Figure 5: Visualization of ICON predictions for reaction-diffusion tasks with noisy QoIs, showing alignment with noise-free solutions.
- Generative ICON for Uncertainty Quantification: GenICON is trained on elliptic PDEs with varying noise levels and random boundary conditions. The model accurately recovers both the mean and variance of the posterior predictive, with empirical variances matching the prescribed noise levels. GenICON captures operator uncertainty due to random boundary conditions, producing diverse solution samples consistent with the underlying physics.



Figure 6: GenICON posterior predictive samples for σ=0.1, showing calibrated uncertainty bands.

Figure 7: Example of QoI predictions for elliptic PDEs with random right boundary, illustrating GenICON's ability to capture output diversity.
Theoretical and Practical Implications
The probabilistic operator learning framework provides a rigorous foundation for understanding and extending operator learning methods, including multi-operator and foundation models. The Bayesian perspective explains ICON's robustness to non-identifiability, noise, and partial observations, and enables principled uncertainty quantification via generative modeling. The infinite-dimensional setting is essential for scientific applications, and the framework is compatible with advanced neural architectures and generative modeling techniques.
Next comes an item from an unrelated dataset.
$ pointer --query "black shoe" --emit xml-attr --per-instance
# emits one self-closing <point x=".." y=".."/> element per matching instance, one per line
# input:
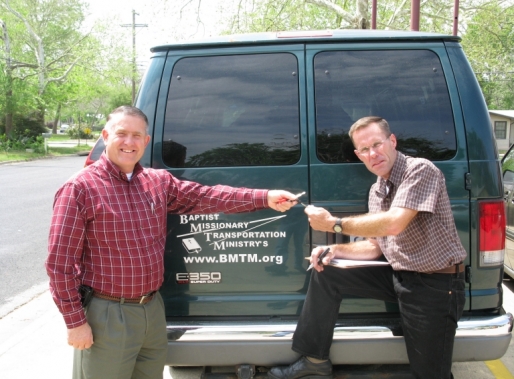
<point x="303" y="368"/>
The generative extension (GenICON) is particularly relevant for applications requiring predictive uncertainty, such as inverse problems, model calibration, and scientific discovery. The existence theorem for conditional generative models in infinite dimensions is a significant theoretical contribution, with implications for future work in probabilistic scientific machine learning.
Conclusion
The paper establishes a comprehensive probabilistic framework for operator learning, demonstrating that ICON implicitly performs Bayesian inference and that its generative extension (GenICON) enables uncertainty quantification in infinite-dimensional settings. The framework is robust to non-identifiability, noise, and partial observations, and is compatible with modern neural architectures. Future directions include quantifying approximation errors in GenICON, exploring mode-seeking generative models, developing structure-preserving architectures, and extending the probabilistic formalism to other foundation models for differential equations. The results provide a principled basis for trustworthy and scalable scientific machine learning.